Die Tonköpfe wurden 1999 von Andrea Kautny gemeinsam mit Andrea Kiefer, Thomas Kiefer, Sabine Krüger und Ulrike Neuendorf gegründet. Ihr Ziel war klar: ein modernes A-cappella-Ensemble zu schaffen, wie es es in der Region bisher nicht gab. Ein Vierteljahrhundert lang hat der Chor mit frischen Pop-Arrangements das kulturelle Leben in Willich bereichert – und wurde dafür vom Chorverband Nordrhein-Westfalen für sein nachhaltiges Wirken ausgezeichnet.
Die vier Gründungsmitglieder wurden kürzlich für ihr 25-jähriges Engagement geehrt. Ihre Arbeit hat deutliche Spuren in der lokalen Kultur hinterlassen, geprägt von Präzision und mitreißenden Auftritten.
Doch Andrea Kautnys Einfluss reicht über die Tonköpfe hinaus. 2019 rief sie Frauenpower ins Leben, nachdem sie Sängerinnen für ein neues Projekt gesucht hatte. Die Resonanz war überwältigend – heute zählt der Chor rund 180 Mitglieder. Bekannt für seine energiegeladenen Shows, präsentiert Frauenpower ein Repertoire aus Rock, Pop und Musical-Numbers mit einer dynamischen Bühnenpräsenz.

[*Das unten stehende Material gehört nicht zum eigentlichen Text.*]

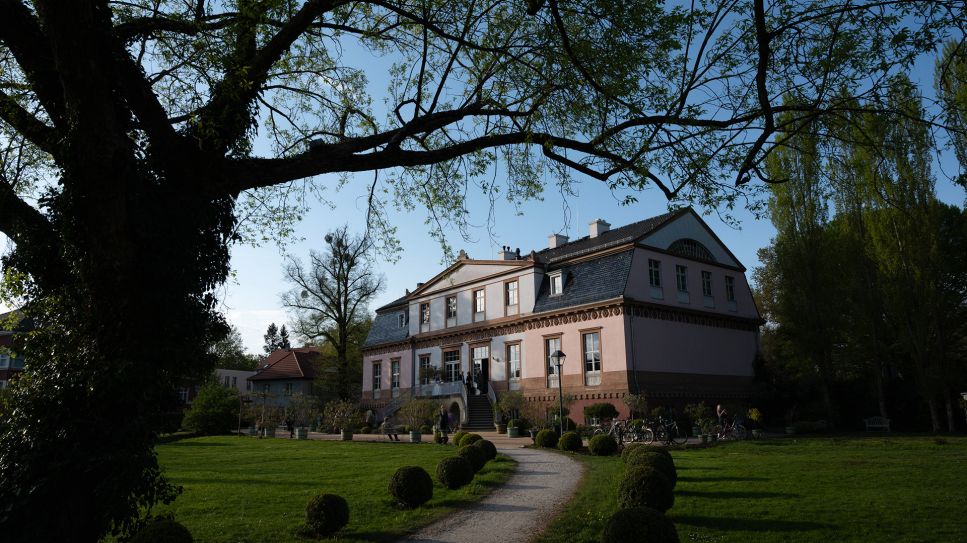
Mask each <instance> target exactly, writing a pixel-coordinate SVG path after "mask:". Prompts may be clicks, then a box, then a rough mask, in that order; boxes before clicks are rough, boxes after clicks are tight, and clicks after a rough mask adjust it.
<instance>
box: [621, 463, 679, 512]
mask: <svg viewBox="0 0 967 543" xmlns="http://www.w3.org/2000/svg"><path fill="white" fill-rule="evenodd" d="M674 503H675V495H674V494H673V493H672V484H671V482H670V481H669V480H668V478H667V477H665V474H664V473H662V472H660V471H658V470H657V469H655V468H650V467H643V466H640V467H639V466H636V467H631V468H629V469H628V471H627V472H625V476H624V478H623V479H621V482H620V483H619V484H618V507H620V508H621V509H628V508H631V507H651V508H652V509H655V510H658V511H661V512H662V513H664V512H665V511H668V510H669V509H671V506H672V505H674Z"/></svg>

Beide Chöre verbinden Kautnys Markenzeichen: ein modernes Programm, hohe musikalische Ansprüche und fesselnde Live-Auftritte. Der wachsende Ruf von Frauenpower mündet nun in die erste regionale Tournee, die für 2026 geplant ist. Konzerte in Köln und Düsseldorf werden ein neues Kapitel für den Chor einläuten.
Während die Tonköpfe mit ihrem 25-jährigen Bestehen ihre bleibende Rolle in der Willicher Kunstszene unterstreichen, erweitert Frauenpower mit bevorstehenden Auftritten in ganz Nordrhein-Westfalen seinen Wirkungskreis. Gemeinsam bringen beide Ensembles zeitgenössische Chormusik einem immer größeren Publikum näher.